Announcement

Collapse
No announcement yet.
X
  • Filter
  • Time
  • Show
Clear All
new posts

  • Handling time in stata

    Hey all

    I am having some trouble with transforming some of the time stamps in my data, they are currently formatted like this 21:40:56 and

    The variable appt_length (appointment length in seconds) (type= float format= %9.0g) was calculated in R using the variables consultant_started and consultant_ended (both are type =float, format= %tcHH:MM:SS)in my dataset

    however in some cases consultant_ended is missing. So i want to calculate and replace the missing values of appt_length (in seconds) using consultant_completed minus consultant_started

    code:
    gen appt_length_new = appt_length

    count if !missing(consultant_started) & missing(consultant_ended)
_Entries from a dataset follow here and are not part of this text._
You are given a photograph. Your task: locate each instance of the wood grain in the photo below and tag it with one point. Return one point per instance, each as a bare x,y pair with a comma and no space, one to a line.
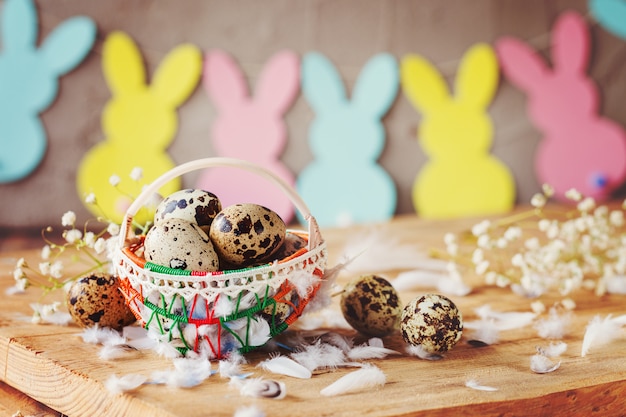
54,366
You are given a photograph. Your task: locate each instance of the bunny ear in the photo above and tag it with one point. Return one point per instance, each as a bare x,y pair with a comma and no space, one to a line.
522,65
68,44
19,24
377,85
321,83
477,78
570,43
422,83
122,64
177,76
279,82
224,80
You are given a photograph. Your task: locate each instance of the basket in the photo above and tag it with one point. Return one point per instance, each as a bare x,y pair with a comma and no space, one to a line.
218,312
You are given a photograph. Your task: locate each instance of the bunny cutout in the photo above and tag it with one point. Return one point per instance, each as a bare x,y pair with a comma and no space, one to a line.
250,128
29,81
139,122
344,184
579,149
461,178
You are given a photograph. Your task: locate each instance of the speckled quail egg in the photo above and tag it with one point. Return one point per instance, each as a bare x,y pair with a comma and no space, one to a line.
196,206
179,244
293,243
371,305
246,234
95,299
432,322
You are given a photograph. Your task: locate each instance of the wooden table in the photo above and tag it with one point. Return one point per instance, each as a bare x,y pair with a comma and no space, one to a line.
52,365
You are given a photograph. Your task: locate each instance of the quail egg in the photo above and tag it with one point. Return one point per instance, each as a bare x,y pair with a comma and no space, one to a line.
371,305
432,322
95,299
179,244
246,234
196,206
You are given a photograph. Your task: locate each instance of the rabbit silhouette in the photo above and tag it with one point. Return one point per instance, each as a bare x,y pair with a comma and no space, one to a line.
250,128
344,184
139,122
580,149
29,81
461,178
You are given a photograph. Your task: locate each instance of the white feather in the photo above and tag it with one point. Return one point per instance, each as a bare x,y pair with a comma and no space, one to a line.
129,382
600,332
365,378
541,364
474,384
285,366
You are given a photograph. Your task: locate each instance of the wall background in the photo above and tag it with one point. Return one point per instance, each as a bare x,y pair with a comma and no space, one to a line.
349,32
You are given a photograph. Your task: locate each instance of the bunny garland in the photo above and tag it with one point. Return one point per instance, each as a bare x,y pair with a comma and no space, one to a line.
251,128
611,14
139,122
461,177
344,184
580,149
29,81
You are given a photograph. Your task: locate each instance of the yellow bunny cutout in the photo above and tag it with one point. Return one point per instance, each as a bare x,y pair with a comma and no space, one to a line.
461,178
139,121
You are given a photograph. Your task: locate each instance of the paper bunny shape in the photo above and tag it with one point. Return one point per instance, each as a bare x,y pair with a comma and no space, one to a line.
29,81
344,184
461,178
250,128
611,14
139,121
579,149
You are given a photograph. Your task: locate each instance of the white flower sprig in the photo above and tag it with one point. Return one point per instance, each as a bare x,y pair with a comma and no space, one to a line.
539,250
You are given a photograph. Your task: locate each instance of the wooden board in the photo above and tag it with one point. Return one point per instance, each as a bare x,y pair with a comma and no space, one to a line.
52,365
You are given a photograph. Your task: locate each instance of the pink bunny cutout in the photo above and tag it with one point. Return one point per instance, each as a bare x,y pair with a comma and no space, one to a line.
250,128
580,149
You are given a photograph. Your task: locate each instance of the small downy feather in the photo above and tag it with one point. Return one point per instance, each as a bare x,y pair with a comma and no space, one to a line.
601,332
285,366
474,384
369,376
129,382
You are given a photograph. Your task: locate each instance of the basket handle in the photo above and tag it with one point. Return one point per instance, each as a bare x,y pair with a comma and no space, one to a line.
315,237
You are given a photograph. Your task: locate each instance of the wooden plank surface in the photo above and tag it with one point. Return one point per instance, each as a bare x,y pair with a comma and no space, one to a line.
55,367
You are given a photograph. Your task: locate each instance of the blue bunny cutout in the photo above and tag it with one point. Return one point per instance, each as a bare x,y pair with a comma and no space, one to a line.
344,184
611,14
29,81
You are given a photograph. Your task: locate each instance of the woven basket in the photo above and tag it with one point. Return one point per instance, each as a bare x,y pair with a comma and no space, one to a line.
217,312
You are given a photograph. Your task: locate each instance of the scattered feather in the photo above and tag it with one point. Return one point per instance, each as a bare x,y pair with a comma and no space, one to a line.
129,382
541,364
261,388
320,355
285,366
249,411
600,332
555,326
474,384
365,378
421,353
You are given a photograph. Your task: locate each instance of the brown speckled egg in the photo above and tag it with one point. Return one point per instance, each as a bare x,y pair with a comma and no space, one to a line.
371,305
95,299
432,322
246,234
179,244
195,206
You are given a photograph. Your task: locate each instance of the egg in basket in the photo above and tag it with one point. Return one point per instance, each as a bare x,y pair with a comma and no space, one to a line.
245,280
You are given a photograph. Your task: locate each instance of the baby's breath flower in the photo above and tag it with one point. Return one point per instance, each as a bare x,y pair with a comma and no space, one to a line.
91,198
114,180
68,219
136,174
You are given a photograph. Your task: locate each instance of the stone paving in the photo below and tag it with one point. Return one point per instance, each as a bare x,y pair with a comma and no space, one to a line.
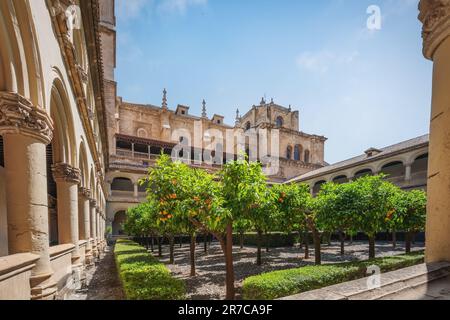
102,282
210,280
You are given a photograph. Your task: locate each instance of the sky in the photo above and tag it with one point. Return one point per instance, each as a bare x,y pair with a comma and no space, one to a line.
358,87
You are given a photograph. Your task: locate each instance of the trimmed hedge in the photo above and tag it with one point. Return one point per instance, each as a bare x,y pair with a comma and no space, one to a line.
278,284
143,277
276,239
    replace appt_length_new = consultant_completed - consultant_started if missing(appt_length_new)

    ^ this doesn't work and transforms the times in a strange format (last line)

    however as you saw the appt_length variable was calculated using another software, so it isn't formatted as seconds in STATA.

    How can i
    1. Format the original appt_length variable in seconds correctly for stata (everything ive read mentions transformation from a string not from a float)
    2. Use the two new variables consultant_completed MINUS consultant_started to calculate and replace the missing values for appt_length in SECONDS
    3. Then create a new variable to transform appt_length into minutes.

    i hope thats all clear, my dissertation deadline is approaching and im struggling with the stata code - thank you in advance!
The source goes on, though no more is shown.